ECLI:NL:RBROT:2021:8309
Rechtbank Rotterdam
- Eerste aanleg - meervoudig
- Rechtspraak.nl
Herstelvonnis in ontnemingszaak met omissie in gijzelingstermijn
In deze ontnemingszaak heeft de Rechtbank Rotterdam op 16 augustus 2021 een herstelvonnis uitgesproken. Dit herstelvonnis was noodzakelijk omdat in het eerdere vonnis, uitgesproken op 20 juli 2021, een omissie was geconstateerd. De rechtbank had verzuimd om het aantal dagen gijzeling te bepalen dat door de officier van justitie kon worden gevorderd indien het volledige verhaal van de betalingsverplichting niet mogelijk bleek te zijn. De veroordeelde was verplicht om een bedrag van € 5.931,40 aan de staat te betalen.
De rechtbank heeft vastgesteld dat volgens artikel 36e, elfde lid, van het Wetboek van Strafrecht de maximale duur van de gijzeling in het ontnemingsvonnis moet worden bepaald. In overeenstemming met de richtlijn van het Landelijk Overleg Vakinhoud Strafrecht heeft de rechtbank besloten dat voor elke volle € 50,- van het bedrag waarvoor verhaal is gezocht, maximaal 1 dag gijzeling kan worden toegepast. Dit resulteert in een maximale gijzelingstermijn van 118 dagen.

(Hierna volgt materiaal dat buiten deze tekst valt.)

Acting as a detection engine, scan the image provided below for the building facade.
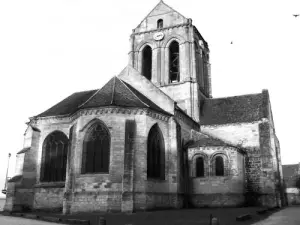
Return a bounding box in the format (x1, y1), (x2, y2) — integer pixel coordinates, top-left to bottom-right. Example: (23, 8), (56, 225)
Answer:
(5, 1), (284, 213)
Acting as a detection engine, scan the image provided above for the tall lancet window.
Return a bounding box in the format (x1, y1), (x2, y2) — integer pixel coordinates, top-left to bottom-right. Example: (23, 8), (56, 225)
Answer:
(147, 124), (165, 179)
(81, 122), (110, 173)
(41, 131), (69, 182)
(215, 156), (224, 176)
(169, 41), (180, 83)
(142, 45), (152, 80)
(196, 157), (204, 177)
(157, 19), (164, 29)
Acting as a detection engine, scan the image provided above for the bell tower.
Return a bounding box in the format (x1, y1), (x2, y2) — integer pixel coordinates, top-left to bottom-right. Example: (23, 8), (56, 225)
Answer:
(129, 1), (212, 122)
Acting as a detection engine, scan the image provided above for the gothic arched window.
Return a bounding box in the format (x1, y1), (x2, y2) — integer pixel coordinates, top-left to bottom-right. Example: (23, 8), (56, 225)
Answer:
(81, 122), (110, 173)
(142, 45), (152, 80)
(169, 41), (180, 83)
(196, 157), (204, 177)
(147, 124), (165, 179)
(40, 131), (69, 182)
(215, 156), (224, 176)
(157, 19), (164, 29)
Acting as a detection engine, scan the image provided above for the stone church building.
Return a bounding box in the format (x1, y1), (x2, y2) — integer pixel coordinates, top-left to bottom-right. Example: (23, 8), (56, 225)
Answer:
(5, 1), (284, 213)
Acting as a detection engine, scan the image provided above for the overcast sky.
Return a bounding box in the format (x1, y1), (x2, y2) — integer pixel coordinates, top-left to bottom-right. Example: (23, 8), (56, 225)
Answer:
(0, 0), (300, 197)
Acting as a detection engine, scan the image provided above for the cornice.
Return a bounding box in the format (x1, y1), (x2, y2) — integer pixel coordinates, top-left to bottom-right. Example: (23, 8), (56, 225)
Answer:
(131, 23), (192, 36)
(35, 107), (170, 125)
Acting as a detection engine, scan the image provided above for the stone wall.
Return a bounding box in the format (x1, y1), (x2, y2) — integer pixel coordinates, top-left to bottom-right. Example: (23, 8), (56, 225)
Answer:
(201, 119), (281, 207)
(285, 188), (300, 205)
(34, 187), (64, 212)
(188, 146), (245, 207)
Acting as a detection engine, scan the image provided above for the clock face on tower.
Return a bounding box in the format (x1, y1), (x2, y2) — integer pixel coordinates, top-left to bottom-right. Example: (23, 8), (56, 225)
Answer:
(153, 32), (164, 41)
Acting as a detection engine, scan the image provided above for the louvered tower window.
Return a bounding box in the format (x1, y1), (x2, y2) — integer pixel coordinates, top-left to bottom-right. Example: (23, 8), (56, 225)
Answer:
(157, 19), (164, 29)
(142, 45), (152, 80)
(169, 41), (180, 83)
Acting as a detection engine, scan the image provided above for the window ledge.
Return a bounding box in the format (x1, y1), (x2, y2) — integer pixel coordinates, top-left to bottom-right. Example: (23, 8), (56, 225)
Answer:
(34, 181), (65, 188)
(146, 178), (166, 182)
(77, 172), (109, 177)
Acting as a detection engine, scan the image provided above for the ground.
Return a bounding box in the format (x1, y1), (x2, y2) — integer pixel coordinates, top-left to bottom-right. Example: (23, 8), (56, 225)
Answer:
(0, 207), (300, 225)
(0, 215), (58, 225)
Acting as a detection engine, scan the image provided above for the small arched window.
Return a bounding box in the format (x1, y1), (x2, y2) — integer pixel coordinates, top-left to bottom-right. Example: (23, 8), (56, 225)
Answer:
(169, 41), (180, 83)
(157, 19), (164, 29)
(215, 156), (224, 176)
(142, 45), (152, 80)
(82, 122), (110, 173)
(40, 131), (69, 182)
(147, 124), (165, 179)
(196, 157), (204, 177)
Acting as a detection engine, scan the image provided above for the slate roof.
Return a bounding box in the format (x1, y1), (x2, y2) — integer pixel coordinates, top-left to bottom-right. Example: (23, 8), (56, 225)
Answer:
(200, 91), (269, 125)
(188, 132), (245, 154)
(36, 77), (169, 117)
(282, 164), (300, 188)
(7, 175), (23, 183)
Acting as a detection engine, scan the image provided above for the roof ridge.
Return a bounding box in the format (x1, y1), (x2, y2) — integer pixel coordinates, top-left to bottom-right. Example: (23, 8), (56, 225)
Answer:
(210, 92), (262, 100)
(77, 88), (102, 108)
(118, 78), (150, 108)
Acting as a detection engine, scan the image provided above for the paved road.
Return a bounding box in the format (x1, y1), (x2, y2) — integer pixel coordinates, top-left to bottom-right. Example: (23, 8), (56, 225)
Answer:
(0, 215), (62, 225)
(252, 207), (300, 225)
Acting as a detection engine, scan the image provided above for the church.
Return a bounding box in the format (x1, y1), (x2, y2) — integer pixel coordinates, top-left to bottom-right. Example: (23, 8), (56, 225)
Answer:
(4, 1), (285, 214)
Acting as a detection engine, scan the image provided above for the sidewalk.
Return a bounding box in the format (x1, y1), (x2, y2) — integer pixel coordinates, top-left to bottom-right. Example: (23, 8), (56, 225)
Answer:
(0, 207), (278, 225)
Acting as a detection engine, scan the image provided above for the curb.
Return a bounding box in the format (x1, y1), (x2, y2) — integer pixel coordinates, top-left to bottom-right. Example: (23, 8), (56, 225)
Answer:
(40, 216), (61, 223)
(62, 219), (90, 225)
(236, 214), (252, 221)
(2, 212), (90, 225)
(256, 209), (268, 215)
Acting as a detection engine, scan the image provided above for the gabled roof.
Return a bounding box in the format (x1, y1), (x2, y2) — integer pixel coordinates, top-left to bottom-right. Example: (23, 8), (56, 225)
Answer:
(37, 77), (169, 117)
(36, 90), (97, 117)
(135, 0), (187, 29)
(200, 92), (269, 125)
(282, 164), (300, 188)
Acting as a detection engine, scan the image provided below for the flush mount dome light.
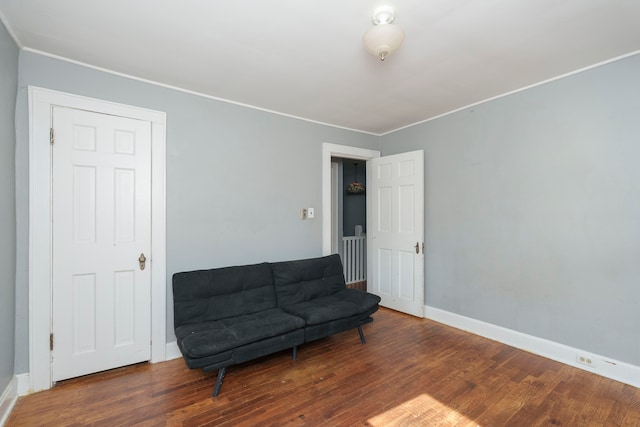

Het herstelvonnis laat het oorspronkelijke vonnis verder volledig in stand en vormt een onverbrekelijk geheel met dit vonnis. Er wordt geen nieuwe termijn voor hoger beroep ingelast. De griffier zal het herstelvonnis aan het oorspronkelijke vonnis hechten en aan de betrokken partijen toezenden.